Katie BradleyThere’s a lot of history in the blues harp. From the late nineteenth century when the instrument first became widely available and through the southern jug bands and honky-tonk howlers that gave sharp and vivid voice to every syllable just beyond the human voice’s reach.

It’s not clear how much of the instrument’s history Katie Bradley has actively studied or how much she simply absorbed by listening to her beloved Little Walter and James Cotton records as a child. But you’d have a hard time finding a contemporary blues harpist/vocalist who better embodies the bold new directions of the genre.

For a soul-rattling testimony of Bradley’s ability to channel the blues’ awe-inspiring past and transport it to the future, give a listen to Bradley and her band’s live rendition of Little by Little.





The song races out of the gate, forcefully sending listeners back to Memphis in the early sixties. But when Katie’s tsunami I of a voice rips through the speakers, we know we’re not hearing Booker T and the MGs, but a brash new voice in the blues world. From the first second of her entrance, the stage belongs to Katie Bradley and nobody else. And she doesn’t give it back until the tune’s final note.

Her soaring soprano floats angelically above the rest of the song, but she somehow keeps both feet firmly planted. Bradley has clearly learned from the best that all blues greats are part angel and part devil. And as usual, you can guess which part has the most fun.

Katie Bradley with the Chris Corcoran Trio playing Ain’t Nothin’ But… London

katie-bradleyMost striking is her lovely harmonica work. It doesn’t so much serve as a counterpoint to her vocals so much as it provides a hauntingly rich harmony. When she blows into the harp, she is speaking a language that features no words, a language that needs no words. She is howling and laughing, flirting, mocking, damning and praising, often at different points of the same breath. This is the language of the mouth organ and Katie Bradley speaks it with jaw-dropping articulation.

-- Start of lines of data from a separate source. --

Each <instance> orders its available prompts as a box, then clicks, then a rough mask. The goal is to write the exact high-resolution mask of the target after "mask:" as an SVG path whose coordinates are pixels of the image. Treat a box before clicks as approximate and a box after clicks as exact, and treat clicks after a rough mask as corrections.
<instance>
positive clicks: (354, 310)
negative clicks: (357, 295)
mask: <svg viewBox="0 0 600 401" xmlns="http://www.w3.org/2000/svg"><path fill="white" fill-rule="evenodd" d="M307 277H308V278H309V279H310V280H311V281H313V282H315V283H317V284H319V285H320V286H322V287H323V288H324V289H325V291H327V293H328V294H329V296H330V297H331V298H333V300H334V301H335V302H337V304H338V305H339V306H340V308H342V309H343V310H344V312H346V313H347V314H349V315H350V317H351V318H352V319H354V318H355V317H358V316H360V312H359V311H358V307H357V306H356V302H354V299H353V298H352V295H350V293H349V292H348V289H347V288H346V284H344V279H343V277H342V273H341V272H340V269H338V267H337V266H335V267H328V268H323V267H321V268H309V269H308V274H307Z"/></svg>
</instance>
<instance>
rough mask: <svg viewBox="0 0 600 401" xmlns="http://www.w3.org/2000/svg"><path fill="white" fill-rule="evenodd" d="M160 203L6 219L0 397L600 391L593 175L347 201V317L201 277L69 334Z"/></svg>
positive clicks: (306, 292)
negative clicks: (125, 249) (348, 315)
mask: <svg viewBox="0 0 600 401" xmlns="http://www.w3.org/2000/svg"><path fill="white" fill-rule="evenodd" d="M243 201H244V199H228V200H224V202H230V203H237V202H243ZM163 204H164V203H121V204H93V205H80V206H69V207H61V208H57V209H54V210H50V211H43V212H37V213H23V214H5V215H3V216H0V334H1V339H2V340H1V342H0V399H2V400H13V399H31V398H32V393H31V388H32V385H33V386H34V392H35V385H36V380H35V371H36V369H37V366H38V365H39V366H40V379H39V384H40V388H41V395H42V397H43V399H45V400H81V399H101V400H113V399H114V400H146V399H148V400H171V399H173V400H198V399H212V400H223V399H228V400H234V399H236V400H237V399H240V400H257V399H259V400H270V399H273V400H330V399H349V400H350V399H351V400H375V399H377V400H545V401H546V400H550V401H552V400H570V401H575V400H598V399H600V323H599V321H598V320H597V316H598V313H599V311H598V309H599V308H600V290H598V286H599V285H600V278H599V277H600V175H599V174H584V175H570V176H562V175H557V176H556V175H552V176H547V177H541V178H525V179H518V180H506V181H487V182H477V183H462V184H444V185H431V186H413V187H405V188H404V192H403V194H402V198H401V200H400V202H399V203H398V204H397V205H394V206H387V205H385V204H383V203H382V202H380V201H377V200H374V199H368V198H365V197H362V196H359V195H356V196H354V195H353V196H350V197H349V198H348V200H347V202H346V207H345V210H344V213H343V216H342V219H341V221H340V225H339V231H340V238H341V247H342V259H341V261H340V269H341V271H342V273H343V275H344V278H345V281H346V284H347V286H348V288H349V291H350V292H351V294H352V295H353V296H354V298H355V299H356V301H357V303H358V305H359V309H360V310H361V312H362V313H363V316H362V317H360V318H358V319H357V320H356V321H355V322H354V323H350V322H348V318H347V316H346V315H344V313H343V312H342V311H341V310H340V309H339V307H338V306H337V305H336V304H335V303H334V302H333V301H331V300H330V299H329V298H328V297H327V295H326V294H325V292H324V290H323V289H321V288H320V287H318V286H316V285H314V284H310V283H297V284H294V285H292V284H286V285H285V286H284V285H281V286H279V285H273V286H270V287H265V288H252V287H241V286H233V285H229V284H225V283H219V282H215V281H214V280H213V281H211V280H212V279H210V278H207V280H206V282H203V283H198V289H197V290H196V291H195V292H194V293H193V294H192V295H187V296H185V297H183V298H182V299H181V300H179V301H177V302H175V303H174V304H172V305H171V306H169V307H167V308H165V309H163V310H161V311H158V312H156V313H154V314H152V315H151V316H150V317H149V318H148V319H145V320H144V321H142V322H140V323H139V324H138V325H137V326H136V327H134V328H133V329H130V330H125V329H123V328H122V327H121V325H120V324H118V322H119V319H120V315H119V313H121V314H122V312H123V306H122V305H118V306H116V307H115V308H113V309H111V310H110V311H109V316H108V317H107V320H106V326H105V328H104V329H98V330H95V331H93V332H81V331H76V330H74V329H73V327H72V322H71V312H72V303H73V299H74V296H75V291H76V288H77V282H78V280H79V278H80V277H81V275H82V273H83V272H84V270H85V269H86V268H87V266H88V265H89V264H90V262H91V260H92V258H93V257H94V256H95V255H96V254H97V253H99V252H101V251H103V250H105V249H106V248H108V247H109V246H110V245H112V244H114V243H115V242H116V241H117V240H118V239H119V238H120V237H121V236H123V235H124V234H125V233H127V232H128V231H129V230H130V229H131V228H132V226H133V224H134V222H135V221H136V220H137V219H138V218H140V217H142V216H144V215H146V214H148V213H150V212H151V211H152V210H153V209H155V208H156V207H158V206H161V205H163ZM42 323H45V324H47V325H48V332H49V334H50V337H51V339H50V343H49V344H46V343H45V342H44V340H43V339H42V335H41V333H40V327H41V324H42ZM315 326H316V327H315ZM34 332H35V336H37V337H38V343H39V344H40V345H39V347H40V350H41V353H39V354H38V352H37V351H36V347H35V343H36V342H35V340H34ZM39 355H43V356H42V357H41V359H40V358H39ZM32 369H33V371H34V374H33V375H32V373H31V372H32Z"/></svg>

Like most ‘newcomers’ in the world of the blues Katie Bradley is not new at all. She’s spent a lifetime cultivating the kind of voice, talent and untiring determination required for a successful career in the ever-shifting music industry.

For all the obvious brightness of her future, the irritating question of gender must come up. How does Bradley expect to survive and thrive in the aggressively male world of the blues? For that we’d better let Katie speak for herself:
“A Blues woman is a strong woman but firstly a musician. If you are a great musician that happens to be a woman than you have cracked it. I look at great Blues women such as Big Mama Thornton who famously played and recorded with The Muddy Waters Band.
Big Mama had a great voice and a great attitude, surrounded by the best musicians of her time and possibly all time. If music is what you were put here to do – you better do it.”

In other words, if you’ve got the blues in you, all that matters is your ability to let it out and share it with the world. With that in mind, Katie Bradley is very much poised to shake up the blues world. For if there is any voice that demands to be shared with the world it is this UK native’s voice, whether coming direction from her vocal chords or filtered through the harp. Watch out, blues fans, Katie Bradley’s coming –and she won’t be taking any prisoners!